Functional insulin-like growth factor I receptors are expressed by neural-derived continuous cell lines.

High affinity insulin-like growth factor I (IGF-I) receptors are expressed by two human neural derived cell lines, SK-N-SH and SK-N-MC. Specific [125I]IGF-I binding to crude membranes was 23.4% for SK-N-SH and 10.7% for SK-N-MC, with 50% inhibition of binding by unlabeled IGF-I between 0.6-0.7 nM. Scatchard analysis of crude membrane binding was linear, whereas Scatchard analysis after wheat germ agglutinin purification of the receptor became curvilinear.

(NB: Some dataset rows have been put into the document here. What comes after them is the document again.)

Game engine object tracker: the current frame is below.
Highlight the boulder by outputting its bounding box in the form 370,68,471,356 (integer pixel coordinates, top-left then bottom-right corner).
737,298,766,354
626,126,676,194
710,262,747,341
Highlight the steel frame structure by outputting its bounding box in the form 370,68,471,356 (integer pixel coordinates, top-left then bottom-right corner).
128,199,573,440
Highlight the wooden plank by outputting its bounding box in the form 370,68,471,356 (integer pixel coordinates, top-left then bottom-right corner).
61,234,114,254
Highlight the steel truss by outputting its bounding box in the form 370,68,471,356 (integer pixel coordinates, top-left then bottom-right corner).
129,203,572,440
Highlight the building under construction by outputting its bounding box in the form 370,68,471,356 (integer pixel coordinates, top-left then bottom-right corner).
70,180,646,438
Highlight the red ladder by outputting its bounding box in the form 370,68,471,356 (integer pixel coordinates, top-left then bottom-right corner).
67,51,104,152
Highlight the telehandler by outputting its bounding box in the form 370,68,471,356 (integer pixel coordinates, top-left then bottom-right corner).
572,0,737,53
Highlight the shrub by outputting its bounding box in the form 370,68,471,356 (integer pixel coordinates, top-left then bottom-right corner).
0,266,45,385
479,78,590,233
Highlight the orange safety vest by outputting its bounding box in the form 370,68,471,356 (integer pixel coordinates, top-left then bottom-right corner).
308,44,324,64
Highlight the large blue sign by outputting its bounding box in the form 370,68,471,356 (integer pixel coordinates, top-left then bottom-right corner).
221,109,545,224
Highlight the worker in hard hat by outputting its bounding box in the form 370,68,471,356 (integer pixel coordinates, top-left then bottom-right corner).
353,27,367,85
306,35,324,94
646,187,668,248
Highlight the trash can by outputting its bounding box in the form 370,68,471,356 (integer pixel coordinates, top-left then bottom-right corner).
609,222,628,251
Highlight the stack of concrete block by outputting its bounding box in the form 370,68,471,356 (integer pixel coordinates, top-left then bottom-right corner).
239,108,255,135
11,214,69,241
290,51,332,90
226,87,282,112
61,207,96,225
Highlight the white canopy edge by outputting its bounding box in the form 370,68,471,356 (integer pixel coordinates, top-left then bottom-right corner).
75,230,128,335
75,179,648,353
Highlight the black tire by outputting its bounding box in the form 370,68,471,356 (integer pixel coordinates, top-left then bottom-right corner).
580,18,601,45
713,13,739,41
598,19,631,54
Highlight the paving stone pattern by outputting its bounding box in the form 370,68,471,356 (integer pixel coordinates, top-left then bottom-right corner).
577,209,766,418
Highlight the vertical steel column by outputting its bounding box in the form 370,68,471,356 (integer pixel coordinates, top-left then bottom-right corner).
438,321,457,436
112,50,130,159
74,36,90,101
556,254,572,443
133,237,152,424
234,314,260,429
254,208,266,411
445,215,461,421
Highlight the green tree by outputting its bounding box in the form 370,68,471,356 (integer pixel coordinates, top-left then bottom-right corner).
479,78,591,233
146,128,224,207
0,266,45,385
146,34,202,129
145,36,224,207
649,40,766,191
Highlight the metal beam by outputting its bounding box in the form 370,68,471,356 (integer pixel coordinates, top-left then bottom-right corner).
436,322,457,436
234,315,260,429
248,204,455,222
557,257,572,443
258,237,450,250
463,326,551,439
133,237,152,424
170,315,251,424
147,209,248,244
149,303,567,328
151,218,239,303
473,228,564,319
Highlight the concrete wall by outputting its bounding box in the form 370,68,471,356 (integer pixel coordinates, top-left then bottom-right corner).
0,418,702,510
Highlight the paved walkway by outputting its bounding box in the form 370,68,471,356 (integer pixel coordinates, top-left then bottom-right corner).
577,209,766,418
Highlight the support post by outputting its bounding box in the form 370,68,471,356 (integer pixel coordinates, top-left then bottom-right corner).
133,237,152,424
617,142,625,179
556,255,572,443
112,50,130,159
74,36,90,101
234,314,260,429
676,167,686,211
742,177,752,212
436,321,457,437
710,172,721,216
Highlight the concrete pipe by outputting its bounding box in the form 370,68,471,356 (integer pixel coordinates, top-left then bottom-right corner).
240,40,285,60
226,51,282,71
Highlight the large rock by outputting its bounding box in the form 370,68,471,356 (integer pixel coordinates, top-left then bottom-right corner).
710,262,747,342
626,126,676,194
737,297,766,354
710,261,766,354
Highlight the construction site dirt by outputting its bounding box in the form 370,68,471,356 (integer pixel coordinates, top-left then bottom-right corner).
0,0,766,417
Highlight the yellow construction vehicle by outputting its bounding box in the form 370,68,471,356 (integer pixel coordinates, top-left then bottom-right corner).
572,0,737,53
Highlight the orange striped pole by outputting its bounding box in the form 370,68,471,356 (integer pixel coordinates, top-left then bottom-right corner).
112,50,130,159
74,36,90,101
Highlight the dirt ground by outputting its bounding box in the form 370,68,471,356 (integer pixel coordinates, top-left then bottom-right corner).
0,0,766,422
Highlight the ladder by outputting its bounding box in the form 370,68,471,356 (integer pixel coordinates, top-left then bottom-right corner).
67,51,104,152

The IGF-I receptor alpha-subunits of SK-N-SH have an apparent Mr of 126K, whereas that for SK-N-MC is 132K. Despite these differences in alpha-subunit structure both cell lines demonstrate IGF-I-induced autophosphorylation of their own beta-subunits as well as specific IGF-I induced tyrosine kinase activity, suggesting normal coupling between the ligand-binding alpha-subunit and the tyrosine kinase-containing beta-subunit. Furthermore, IGF-I stimulated iododeoxyuridine uptake in both SK-N-SH and SK-N-MC in a dose-dependent manner, suggesting that these cells may be used to study the role of IGF-I action on neural tissues.